Have a peaceful week.

Nate Klarfeld


1 comment:

  1. Let's apply this to healthcare.
    As a Physician who has practiced 25 years, I must comment regarding the impending collapse of our healthcare system. I see big Pharma at the table, insurers at the table, and hospitals at the table. Where are the doctors and spokespersons for the patients. It was my understanding that the AMA came out in the recent past for a single payer system run by the government.

    aMy experience with the healthcare pie was that it originally was a 9 inch apple pie and that it was fairly reasonably distributed between hospitals, pharmaceuticals, and doctors. Patients were the bottom line. Now it is a colossal multitrillion dollar cream pie divided in a different way. In the eighties insurance, hospitals, and Pharma began to develop medicine as a business to be run like a business, profit being the bottom line. Under the guise of cost cutting, managed care (Miss Managed Care) appeared by inventing a layer of business to control what tests, hospital stays, procedures, etc. would be paid for and they basically colluded to set physicians' fees by all agreeing to pay the same amount for determined services. And this way they took away a piece of the pie from the doctors. Between malpractice premiums and reduced fees many doctors are having trouble making it. The paperwork generated by multiple insurers requiring information from doctors for services to be determined as medically necessary or not is mind-boggling. I was a psychiatrist. For psychiatric services (mental illness was treated differently from other diseases) they set the fees and the number of visits so that any patient care was limited virtually to emergencies or band aids for mental problems. The crisis over the issue of getting care was an additional scar to the life calamity that the patient came to the psychiatrist about. It is virtually a racket or a scam with CEOs of Miss Managed Care walking away with millions of dollars in salary and stock for ripping off physicians and patients. Patients were selected. Only the healthy can be insured for ridiculously high premiums.

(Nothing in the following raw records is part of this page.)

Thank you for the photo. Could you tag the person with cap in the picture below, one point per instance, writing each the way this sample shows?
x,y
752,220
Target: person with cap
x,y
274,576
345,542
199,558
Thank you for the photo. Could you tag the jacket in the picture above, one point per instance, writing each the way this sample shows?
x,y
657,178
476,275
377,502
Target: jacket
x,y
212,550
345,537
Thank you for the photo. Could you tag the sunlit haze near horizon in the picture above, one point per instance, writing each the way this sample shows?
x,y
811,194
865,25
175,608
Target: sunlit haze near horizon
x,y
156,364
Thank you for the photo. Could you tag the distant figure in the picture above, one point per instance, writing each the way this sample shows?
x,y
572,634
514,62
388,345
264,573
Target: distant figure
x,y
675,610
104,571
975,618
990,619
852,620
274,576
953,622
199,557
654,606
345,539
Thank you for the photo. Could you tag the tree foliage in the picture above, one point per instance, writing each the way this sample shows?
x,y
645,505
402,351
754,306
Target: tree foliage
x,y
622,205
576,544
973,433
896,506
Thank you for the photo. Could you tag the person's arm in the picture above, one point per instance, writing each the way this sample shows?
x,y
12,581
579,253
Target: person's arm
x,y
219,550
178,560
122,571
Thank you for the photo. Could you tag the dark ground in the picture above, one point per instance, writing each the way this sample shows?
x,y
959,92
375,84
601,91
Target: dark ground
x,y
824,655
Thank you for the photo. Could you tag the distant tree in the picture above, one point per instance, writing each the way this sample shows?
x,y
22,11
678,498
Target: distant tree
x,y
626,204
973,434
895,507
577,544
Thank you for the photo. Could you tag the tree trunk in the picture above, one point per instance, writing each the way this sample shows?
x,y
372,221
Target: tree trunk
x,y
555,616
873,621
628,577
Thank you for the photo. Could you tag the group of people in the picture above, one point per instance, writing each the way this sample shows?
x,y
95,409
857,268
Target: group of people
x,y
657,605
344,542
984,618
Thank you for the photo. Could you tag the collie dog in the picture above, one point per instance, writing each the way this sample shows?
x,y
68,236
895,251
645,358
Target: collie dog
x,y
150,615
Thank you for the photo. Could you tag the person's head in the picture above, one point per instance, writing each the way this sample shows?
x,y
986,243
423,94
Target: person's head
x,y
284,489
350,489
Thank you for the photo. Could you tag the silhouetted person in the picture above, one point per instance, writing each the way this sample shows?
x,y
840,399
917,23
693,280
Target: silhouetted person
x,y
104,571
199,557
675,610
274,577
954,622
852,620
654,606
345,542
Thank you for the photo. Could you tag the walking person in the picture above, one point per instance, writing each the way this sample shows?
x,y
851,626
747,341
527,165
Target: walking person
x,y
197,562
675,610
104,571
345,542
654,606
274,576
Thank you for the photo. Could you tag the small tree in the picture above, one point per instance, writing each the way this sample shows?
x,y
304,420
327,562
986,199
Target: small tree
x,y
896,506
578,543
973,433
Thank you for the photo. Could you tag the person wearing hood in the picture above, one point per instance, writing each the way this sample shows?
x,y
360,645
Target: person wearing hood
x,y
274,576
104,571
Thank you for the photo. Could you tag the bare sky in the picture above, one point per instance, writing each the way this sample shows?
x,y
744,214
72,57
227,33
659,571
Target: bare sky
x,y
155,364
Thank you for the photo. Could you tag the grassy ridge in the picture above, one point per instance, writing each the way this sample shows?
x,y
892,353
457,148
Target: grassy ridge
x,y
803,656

    As a young man I had the good fortune to live in Germany for 4 1/2 years. I paid a small monthly premium to participate in the government insurance. It covered virtually everything. I had two surgeries while I was living there. The care was accessible and excellent. Three years ago my partner and I traveled to Germany. He became ill during that trip. We went to a doctor. There was no wait. A thorough history and physical were done by the doctor. The office staff were embarrassed to tell us that he would have to pay the full fee because he was not insured. Full fee for the visit was 10 Euros, a little more $10.00. We filled his prescription for about $5.00. The antibiotic in the United States would likely have cost over $100. Talk about huge profits. Where is all that money going that we're paying. It doesn't seem to be to the stockholders in Pharma, insurance, or Miss Managed Care companies. Maybe it is going to the enormous multimillion dollar salaries for the executives of some of these companies which if anything are taking care away from patients.

    I have also spoken with psychiatrists in Canada who see their patients and send one bill to the government at the end of the month and receive one check in payment. This is an enormous savings in paperwork. It seems obvious that we must bust up these racketeering businesses and go to a single payer system where the bottom line is the patient and not profit.